July 24, 2013 / 12:34 PM / in 5 years

La majorité dénonce une politisation de la commission Cahuzac

PARIS (Reuters) - La porte-parole du gouvernement français et la ministre de la Justice ont dénoncé mercredi les tentatives de politisation par l’opposition de la commission d’enquête parlementaire sur l’affaire Jérôme Cahuzac.

La porte-parole du gouvernement Najat Vallaud-Belkacem et la ministre de la Justice Christiane Taubira ont dénoncé mercredi les tentatives de politisation par l'opposition de la commission d'enquête parlementaire sur l'affaire Jérôme Cahuzac. /Photo prise le 23 juillet 2013/REUTERS/Benoît Tessier

Najat Vallaud-Belkacem a déploré le comportement “inadéquat” à ses yeux du président centriste de cette instance, Charles de Courson, qui a laissé entendre que François Hollande savait tout sur le compte caché de l’ex-ministre du Budget.

“J’ai trouvé cela assez malvenu de la part de M. de Courson que d’aller courir les plateaux télévisés pour commenter les travaux de cette commission qui, pour être utile et fructueuse, devait travailler dans un esprit de collégialité et de sérénité”, a-t-elle dit à l’issue du conseil des ministres.

La commission d’enquête a entendu pour la deuxième fois mardi Jérôme Cahuzac, évincé du gouvernement après l’ouverture d’une information judiciaire sur ses comptes bancaires à l’étranger.

L’ex-ministre du Budget ayant dit ne pas se souvenir d’une réunion à l’Elysée avec François Hollande -pourtant confirmée par le ministre de l’Economie-, des élus UMP réclament l’audition du Premier ministre Jean-Marc Ayrault.

“Le fait même que cette audition existe est garant d’un bon fonctionnement de nos institutions.

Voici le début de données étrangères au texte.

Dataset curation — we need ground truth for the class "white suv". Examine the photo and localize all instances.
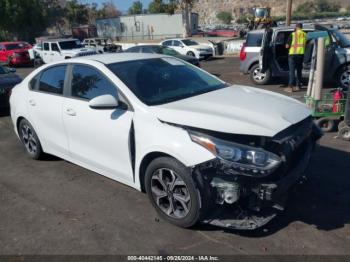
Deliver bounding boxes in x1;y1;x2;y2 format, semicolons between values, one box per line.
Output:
10;53;320;229
160;38;213;59
41;39;96;64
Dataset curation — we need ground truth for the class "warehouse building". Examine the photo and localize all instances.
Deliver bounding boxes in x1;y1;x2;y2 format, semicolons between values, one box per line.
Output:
96;13;198;41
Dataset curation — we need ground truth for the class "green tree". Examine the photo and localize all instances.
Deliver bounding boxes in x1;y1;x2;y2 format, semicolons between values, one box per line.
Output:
316;0;341;13
216;11;232;24
128;1;143;15
295;2;316;14
148;0;165;14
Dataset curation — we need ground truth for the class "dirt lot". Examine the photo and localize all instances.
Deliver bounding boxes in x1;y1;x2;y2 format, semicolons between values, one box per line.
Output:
0;58;350;255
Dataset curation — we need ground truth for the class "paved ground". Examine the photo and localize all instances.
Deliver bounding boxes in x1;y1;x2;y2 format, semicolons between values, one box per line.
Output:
0;58;350;255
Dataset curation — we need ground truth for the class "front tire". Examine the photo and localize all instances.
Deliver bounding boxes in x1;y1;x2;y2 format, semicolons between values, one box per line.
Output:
145;157;203;228
18;119;43;160
250;64;271;85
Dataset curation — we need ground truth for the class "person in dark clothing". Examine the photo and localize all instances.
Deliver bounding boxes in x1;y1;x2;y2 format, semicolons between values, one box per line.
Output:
285;24;306;92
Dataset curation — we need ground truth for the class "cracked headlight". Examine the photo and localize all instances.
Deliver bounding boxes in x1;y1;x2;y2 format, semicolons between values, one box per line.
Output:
189;131;281;176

Il faut s’en réjouir et ne pas chercher à y porter atteinte par des comportements inadéquats”, a déclaré Najat Vallaud-Belkacem.

Dans la cour de l’Elysée, Christiane Taubira a souligné pour sa part l’importance pour la commission de “respecter le droit et respecter l’éthique”.

“Moi je respecte à la fois le droit et l’éthique et je m’interdis de porter un avis sur la commission d’enquête parlementaire”, a-t-elle insisté. “Je peux ajouter que je n’en pense pas moins”, a-t-elle précisé dans un sourire.

Christiane Taubira s’est à nouveau défendue d’être intervenue dans l’enquête sur Jérôme Cahuzac bien que la directrice des Affaires criminelles et des grâces ait révélé devant la commission d’enquête que le parquet général avait transmis 54 notes sur l’affaire à la Chancellerie.

Le Canard enchaîné ironise mercredi sur les dénégations de la ministre, calculant que pendant 117 jours, un compte rendu était transmis toutes les 48 heures à la Chancellerie.

“Je réaffirme tout ce que j’ai dit devant la commission d’enquête sous serment. Maintenant, qu’un journaliste s’amuse à faire des calculs arithmétiques (...) c’est sympathique, mais ça fait un peu BD”, a répliqué Christiane Taubira.

“Il n’y a pas d’instruction individuelle, il n’y a pas d’entrave, il n’y a pas de délocalisation, pas de démembrement de procédures et même pour un membre du gouvernement, la justice fait son travail”, a-t-elle ajouté.